“Dust you are and to dust you shall return. Repent and believe the Gospel”
So the weight of the words felt different. Not just my own, I was helping others to contemplate their sinfulness.
In some sense, that’s not really a stretch. We don’t always talk about it in these terms, but I do think that part of what we’re doing in the Christian liberal arts is to help people confront the reality of sin — to face up to the deeds, words, and (especially) thoughts that keep us from loving God and our neighbors.
More than that: if we are truly “forming whole and holy persons,” then we are trying to help each other repent of those sins: to turn from paths that offer nothing but death and instead choose the abundant life that is found in Jesus Christ.
But as we read familiar words from the prophet Joel earlier in the service, I found myself thinking about the other turn that had to happen before we could repent:
“Even now,” declares the Lord,
“return to me with all your heart,
with fasting and weeping and mourning.”Rend your heart
and not your garments.
Return to the Lord your God,
for he is gracious and compassionate,
slow to anger and abounding in love,
and he relents from sending calamity.Who knows? He may turn and relent
and leave behind a blessing—
grain offerings and drink offerings
for the Lord your God.
We turn to God with all our heart, but only because “He may turn.”

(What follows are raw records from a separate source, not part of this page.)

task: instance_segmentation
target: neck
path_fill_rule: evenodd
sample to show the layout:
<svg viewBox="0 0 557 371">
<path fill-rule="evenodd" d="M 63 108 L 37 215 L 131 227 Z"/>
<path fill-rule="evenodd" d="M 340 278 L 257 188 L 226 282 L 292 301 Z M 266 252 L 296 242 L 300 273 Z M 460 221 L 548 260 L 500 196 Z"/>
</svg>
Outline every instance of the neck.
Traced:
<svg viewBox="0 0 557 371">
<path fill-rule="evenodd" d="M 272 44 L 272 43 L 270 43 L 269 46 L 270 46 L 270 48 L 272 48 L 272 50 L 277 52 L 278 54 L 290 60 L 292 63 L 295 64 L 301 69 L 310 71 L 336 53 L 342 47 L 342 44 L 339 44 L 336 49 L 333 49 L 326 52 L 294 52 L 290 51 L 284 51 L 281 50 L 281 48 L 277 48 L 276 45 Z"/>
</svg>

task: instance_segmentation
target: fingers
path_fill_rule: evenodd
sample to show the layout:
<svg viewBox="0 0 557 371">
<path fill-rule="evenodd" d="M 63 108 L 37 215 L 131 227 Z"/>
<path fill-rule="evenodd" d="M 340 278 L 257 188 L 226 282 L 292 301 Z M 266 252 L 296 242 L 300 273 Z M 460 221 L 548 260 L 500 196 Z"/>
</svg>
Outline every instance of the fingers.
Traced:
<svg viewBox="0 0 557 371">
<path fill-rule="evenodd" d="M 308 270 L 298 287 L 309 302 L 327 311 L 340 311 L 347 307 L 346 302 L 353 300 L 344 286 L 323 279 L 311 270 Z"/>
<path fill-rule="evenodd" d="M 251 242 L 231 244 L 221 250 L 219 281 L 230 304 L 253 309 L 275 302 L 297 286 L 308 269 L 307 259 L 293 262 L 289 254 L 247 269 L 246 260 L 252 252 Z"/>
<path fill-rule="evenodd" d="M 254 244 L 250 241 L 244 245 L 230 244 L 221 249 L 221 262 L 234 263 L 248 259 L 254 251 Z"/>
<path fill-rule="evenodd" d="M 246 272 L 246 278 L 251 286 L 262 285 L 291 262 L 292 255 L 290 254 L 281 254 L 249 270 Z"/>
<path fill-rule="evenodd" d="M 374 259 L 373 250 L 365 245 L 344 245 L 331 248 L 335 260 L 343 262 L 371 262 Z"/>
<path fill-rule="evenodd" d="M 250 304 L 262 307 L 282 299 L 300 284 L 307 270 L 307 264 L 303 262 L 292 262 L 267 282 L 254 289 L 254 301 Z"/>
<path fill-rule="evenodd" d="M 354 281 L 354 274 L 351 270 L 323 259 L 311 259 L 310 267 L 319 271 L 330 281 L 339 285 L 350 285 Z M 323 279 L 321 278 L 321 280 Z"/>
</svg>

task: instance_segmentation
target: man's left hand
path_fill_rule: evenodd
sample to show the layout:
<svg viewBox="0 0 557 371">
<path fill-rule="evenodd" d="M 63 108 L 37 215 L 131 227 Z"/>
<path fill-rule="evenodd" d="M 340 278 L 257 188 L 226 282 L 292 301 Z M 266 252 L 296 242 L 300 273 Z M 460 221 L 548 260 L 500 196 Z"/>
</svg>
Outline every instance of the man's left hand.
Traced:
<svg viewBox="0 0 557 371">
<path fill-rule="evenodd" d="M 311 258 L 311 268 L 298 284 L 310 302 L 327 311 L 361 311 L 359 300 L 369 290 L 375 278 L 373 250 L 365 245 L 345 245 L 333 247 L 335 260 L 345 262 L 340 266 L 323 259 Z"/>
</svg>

We mark Lent because God relents.
I know that Lent actually derives from a word for spring, perhaps even having a relationship to the increasing length of days in March. But I took enough years of French that I can’t help but see another meaning: lent is French for slow. It’s a time when we slow down (ralentir, en français) from the distractions of our busy lives in order to understand more fully what it means that God is “slow to anger and abounding in love.”
May that be your Lent: as the days lengthen, may you slow down long enough to repent, and so believe the Good News that God has relented.